Tennis court line detector: Part 2, training a CNN

Tennis court line detector: Part 2, training a CNN

Synthetic data settings

To recap part 1, we built a synthetic data generator for tennis courts with labeled keypoints.  

Example Training Image

with corresponding annotations in the SOLO JSON format.  

Training image resized to 224x224 w/ visualized keypoint annotations

Here are the randomizer settings:

Note that the rotation randomizer only makes relatively small rotations to spin the court on the y axis by -45 to 45 degrees.  This is to keep the problem easy for the first iteration.  This constrained rotation keeps the "front" keypoints in the front of the images, and the "back" keypoints in the back of the image, otherwise the network may have problems converging.  If it was rotated 180 degrees, the data generator would somehow have to flip the keypoints, which seems difficult.

There are a few lighting randomizers, and note that only 100 images are generated.

Deciding on an architecture

Let's start with a simple architecture: VGG16 pre-trained on ImageNet.

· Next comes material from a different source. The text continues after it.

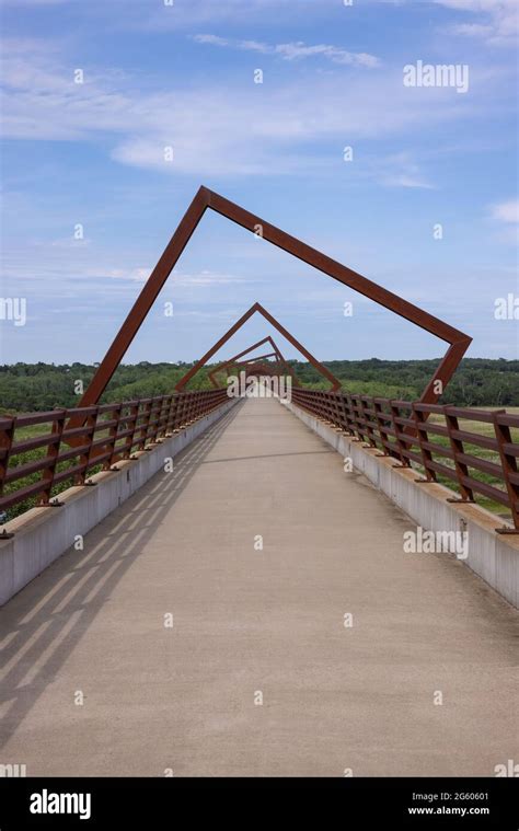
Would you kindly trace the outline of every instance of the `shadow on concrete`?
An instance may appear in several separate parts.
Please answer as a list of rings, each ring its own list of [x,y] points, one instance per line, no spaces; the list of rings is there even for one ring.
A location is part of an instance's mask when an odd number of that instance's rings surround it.
[[[241,409],[237,404],[0,610],[3,671],[0,747],[31,712],[88,631],[142,543],[171,510]],[[92,668],[95,672],[95,667]]]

We'll remove the VGG16 final layer with 1000 outputs and replace it with a fully connected layer (head) that has 16 * 2 outputs.  For each keypoint:

  1. X position
  2. Y position

Later we'll generate harder images where some keypoints aren't visible, and add a "Visibility Status" output for training and prediction.

Defining the model

To begin with, we'll try to overfit the model on the training data, as described in Andrej Karpathy's A Recipe for Training Neural Networks.  Since we're trying to overfit, for now we'll remove all regularization, such as dropout layers.  Later when trying to regularize, we'll look into re-adding these.

To avoid having to deal with bugs in training loop code, define the model in a pytorch lightning module.

class LitVGG16(pl.LightningModule):
    
    def __init__(self, num_epochs):

        super().__init__()

        self.num_epochs = num_epochs
        
        # Create a VGG16 network
        self.vgg16 = torch.hub.load('pytorch/vision:v0.6.0', 'vgg16', pretrained=True)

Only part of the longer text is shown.